In World War Two, President Roosevelt issued Executive Order 9066, which authorized the Secretary of War to relocate “any and all persons” from designated areas. While the order did not specify Japanese Americans it fell almost exclusively on them. Some German and Italian Americans were detained under provisions of Presidential Proclamation 2526 and the Alien and Sedition Acts of 1798. The Senate and House of Representatives authorized funding to support the detentions in Public Law 77-503, which passed both Houses of Congress after 90 minutes of debate. EO 9066 and Public Law 77-503 were later upheld by the Supreme Court in Korematsu v. the United States for reasons of “military necessity.”
However, in neither the World War One or World War Two cases did anyone express formal consideration to suspending habeas corpus. Moreover in every case, the President acted with consent of Congress, which is consistent with Article I, Section 9, paragraph 2.
Following the attacks of 9/11, Congress passed the Military Commissions Act of 2006, authorizing the President to detain terrorism suspects in Guantanamo, thus limiting their ability of detainees to challenge their detention through habeas corpus. In Boumediene v. Bush in 2008, the Supreme Court ruled that Guantanamo detainees have the right to habeas corpus, reaffirming constitutional protections extend to non-citizens held in U.S. military facilities, even those not in the United States proper. In Hamdi v. Rumsfeld in 2004, Associate Justice Scalia, writing for the majority, upheld the right of habeas corpus in the case of U.S. citizens detained as enemy combatants; entitled to due process, including the right to challenge their detention before a neutral decision-maker.
Stephen Miller lies through omission. Habeas corpus can be suspended during time of invasion or rebellion, but only by Congress. The sole exception occurred during the Civil War when the existence of the nation was imperiled and the government itself was at risk of capture. Lincoln stretched the authority of his office in a dire emergency and gave that authority back to Congress at the first opportunity. Miller’s “study” of the Constitution seems to consist of scanning it for catchphrases, giving him a patina of knowledge that impresses an otherwise woefully ignorant boss. Miller’s rhetoric resembles the “tinny arf of a lapdog,” to borrow a favored phrase from George Will.
Kristi Noem’s grasp of the Constitution is dishonest and more deplorable (if that is possible) than Miller’s. Dishonest and deplorable because she certainly knows it isn’t “a right the president has to be able to remove people from this country.” Her answer to Senator Hassan reflects the cynicism and toadying that is the foundation of this administration.

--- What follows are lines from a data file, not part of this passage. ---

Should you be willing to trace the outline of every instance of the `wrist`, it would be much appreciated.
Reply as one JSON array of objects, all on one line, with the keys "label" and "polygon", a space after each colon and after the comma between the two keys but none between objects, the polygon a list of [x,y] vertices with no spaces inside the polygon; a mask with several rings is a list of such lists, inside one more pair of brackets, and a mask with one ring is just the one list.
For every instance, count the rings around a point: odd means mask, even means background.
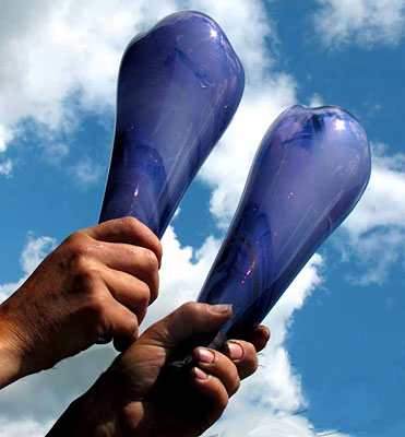
[{"label": "wrist", "polygon": [[95,397],[93,387],[74,400],[59,417],[46,437],[116,437],[111,411],[104,405],[104,397]]},{"label": "wrist", "polygon": [[0,389],[24,377],[23,352],[17,344],[15,329],[0,305]]}]

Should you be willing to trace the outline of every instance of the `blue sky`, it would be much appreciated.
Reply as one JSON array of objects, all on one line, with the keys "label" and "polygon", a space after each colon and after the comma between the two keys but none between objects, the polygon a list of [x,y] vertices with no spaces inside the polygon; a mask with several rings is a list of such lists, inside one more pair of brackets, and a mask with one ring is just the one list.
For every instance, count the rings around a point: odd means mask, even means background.
[{"label": "blue sky", "polygon": [[[402,437],[405,1],[1,3],[0,298],[65,236],[97,222],[128,42],[167,13],[201,10],[227,33],[247,88],[164,237],[160,296],[145,322],[195,298],[254,150],[281,110],[343,106],[372,143],[369,189],[266,319],[264,367],[206,436]],[[3,390],[0,436],[43,435],[114,355],[93,347]]]}]

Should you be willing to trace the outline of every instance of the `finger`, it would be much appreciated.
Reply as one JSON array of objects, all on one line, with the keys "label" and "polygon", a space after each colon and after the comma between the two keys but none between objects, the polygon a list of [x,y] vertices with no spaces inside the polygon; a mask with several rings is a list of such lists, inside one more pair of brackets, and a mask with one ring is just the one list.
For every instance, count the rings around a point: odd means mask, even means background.
[{"label": "finger", "polygon": [[158,265],[162,263],[162,245],[156,235],[139,220],[128,216],[115,218],[84,229],[88,236],[99,241],[126,243],[152,250]]},{"label": "finger", "polygon": [[204,398],[206,405],[205,417],[201,422],[202,434],[222,416],[228,404],[228,393],[218,378],[207,375],[199,367],[192,368],[191,376],[193,387]]},{"label": "finger", "polygon": [[258,355],[252,343],[229,340],[225,344],[224,354],[237,367],[240,379],[252,375],[258,368]]},{"label": "finger", "polygon": [[249,335],[248,341],[254,345],[257,352],[260,352],[266,346],[270,335],[269,328],[261,324]]},{"label": "finger", "polygon": [[115,271],[128,273],[150,288],[152,304],[159,288],[158,260],[154,252],[140,246],[103,243],[97,249],[97,261]]},{"label": "finger", "polygon": [[230,305],[189,302],[148,328],[140,338],[140,342],[174,349],[194,333],[218,329],[230,315]]},{"label": "finger", "polygon": [[112,297],[134,312],[141,324],[151,300],[148,285],[128,273],[108,268],[103,270],[103,280]]},{"label": "finger", "polygon": [[238,369],[227,356],[207,347],[196,347],[193,358],[201,370],[221,380],[229,398],[239,389]]},{"label": "finger", "polygon": [[114,300],[105,306],[102,332],[97,338],[111,335],[124,344],[132,344],[138,339],[138,317],[123,305]]}]

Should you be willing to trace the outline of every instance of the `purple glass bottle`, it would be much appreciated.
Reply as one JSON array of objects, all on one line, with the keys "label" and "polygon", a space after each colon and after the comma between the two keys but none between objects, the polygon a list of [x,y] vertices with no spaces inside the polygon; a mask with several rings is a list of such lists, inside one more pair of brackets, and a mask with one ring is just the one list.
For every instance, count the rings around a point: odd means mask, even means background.
[{"label": "purple glass bottle", "polygon": [[242,66],[199,12],[167,16],[128,46],[100,222],[132,215],[159,238],[243,93]]},{"label": "purple glass bottle", "polygon": [[198,299],[233,304],[227,338],[263,320],[354,209],[370,170],[366,132],[344,109],[293,106],[273,122]]},{"label": "purple glass bottle", "polygon": [[356,205],[370,169],[366,132],[344,109],[293,106],[273,122],[198,299],[231,304],[233,316],[219,332],[193,335],[172,352],[152,399],[195,395],[188,379],[192,350],[249,338]]}]

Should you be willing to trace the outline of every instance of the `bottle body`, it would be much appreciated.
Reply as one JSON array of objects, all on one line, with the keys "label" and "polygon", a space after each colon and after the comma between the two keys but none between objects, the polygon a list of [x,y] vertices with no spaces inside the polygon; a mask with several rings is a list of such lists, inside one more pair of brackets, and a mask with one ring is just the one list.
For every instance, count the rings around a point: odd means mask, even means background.
[{"label": "bottle body", "polygon": [[162,237],[243,86],[238,57],[206,15],[179,12],[135,37],[120,66],[100,222],[132,215]]},{"label": "bottle body", "polygon": [[294,106],[264,135],[199,302],[233,304],[243,338],[360,199],[370,177],[361,125],[337,107]]}]

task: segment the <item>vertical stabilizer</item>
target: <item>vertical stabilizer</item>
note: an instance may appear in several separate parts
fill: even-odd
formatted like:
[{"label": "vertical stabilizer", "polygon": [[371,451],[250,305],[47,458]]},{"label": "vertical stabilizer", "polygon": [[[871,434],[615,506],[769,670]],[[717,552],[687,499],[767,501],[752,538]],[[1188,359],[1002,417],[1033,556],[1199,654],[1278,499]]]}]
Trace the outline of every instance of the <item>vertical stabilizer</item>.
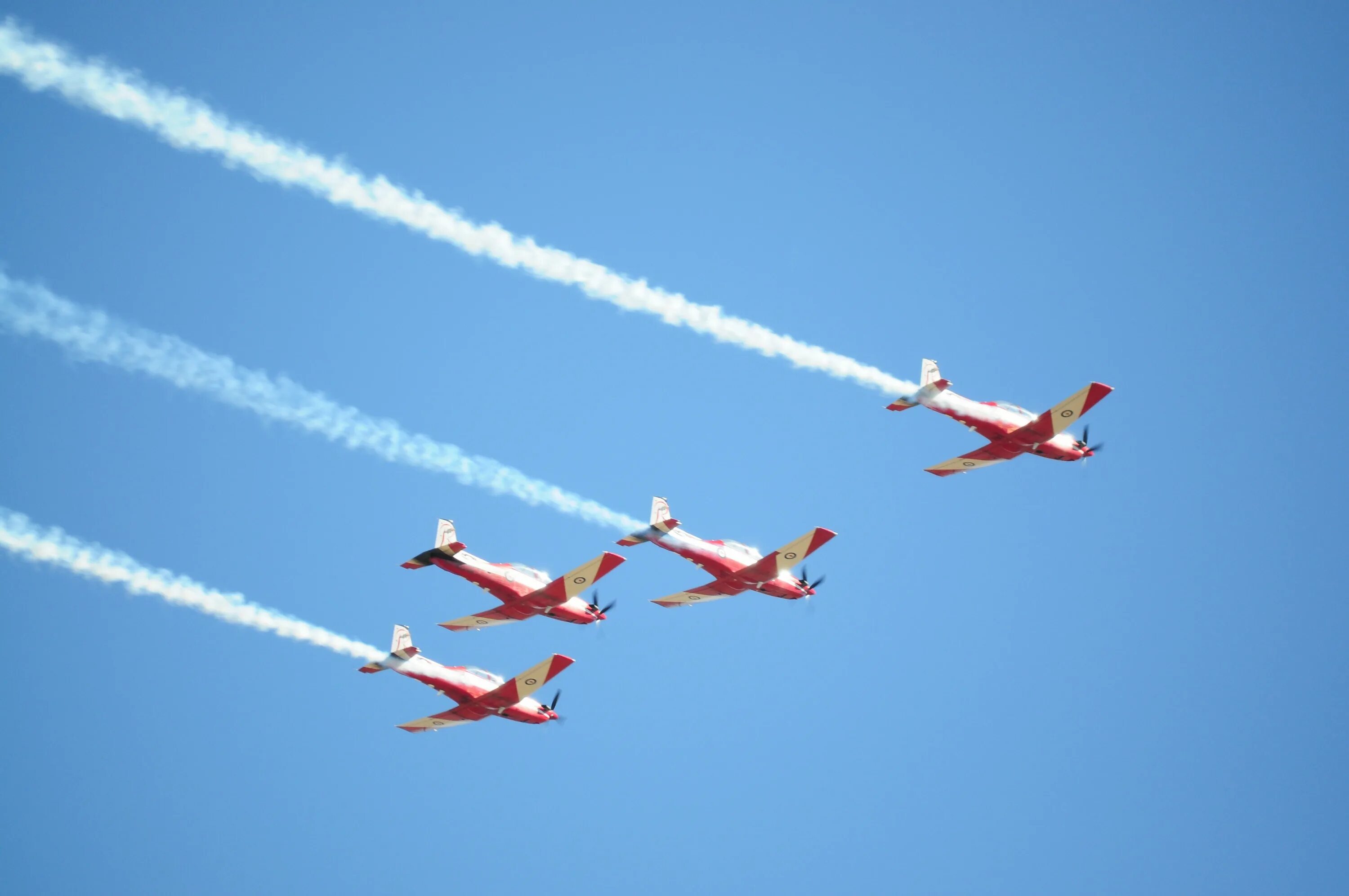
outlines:
[{"label": "vertical stabilizer", "polygon": [[436,563],[436,560],[449,560],[464,549],[464,542],[455,534],[453,520],[440,520],[436,524],[436,547],[422,551],[415,557],[403,564],[403,569],[421,569]]},{"label": "vertical stabilizer", "polygon": [[625,538],[619,538],[618,544],[626,548],[634,544],[641,544],[642,541],[650,541],[652,538],[660,538],[662,534],[677,526],[679,520],[670,515],[670,503],[665,501],[665,498],[652,498],[650,528],[634,532]]},{"label": "vertical stabilizer", "polygon": [[923,359],[923,375],[919,378],[919,386],[927,386],[928,383],[935,383],[942,379],[942,371],[936,368],[936,362],[931,358]]}]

For over two centuries Presidents and Congresses have faced dire emergencies and only a few times have acted to suppress liberty; during the Civil War when the nation’s existence was imperiled, and on the occasions when habeas corpus was effectively, but not explicitly, suspended. One of those occasions, the Japanese internment during World War Two, is today widely seen as a stain on the nation’s history. I personally believe the actions taken in World War One and following 9/11 are similarly ignominious.
It doesn't surprise me that this administration shows contempt for habeas corpus. It saddens and angers me, and I hope voters remember it in 2026 and 2028.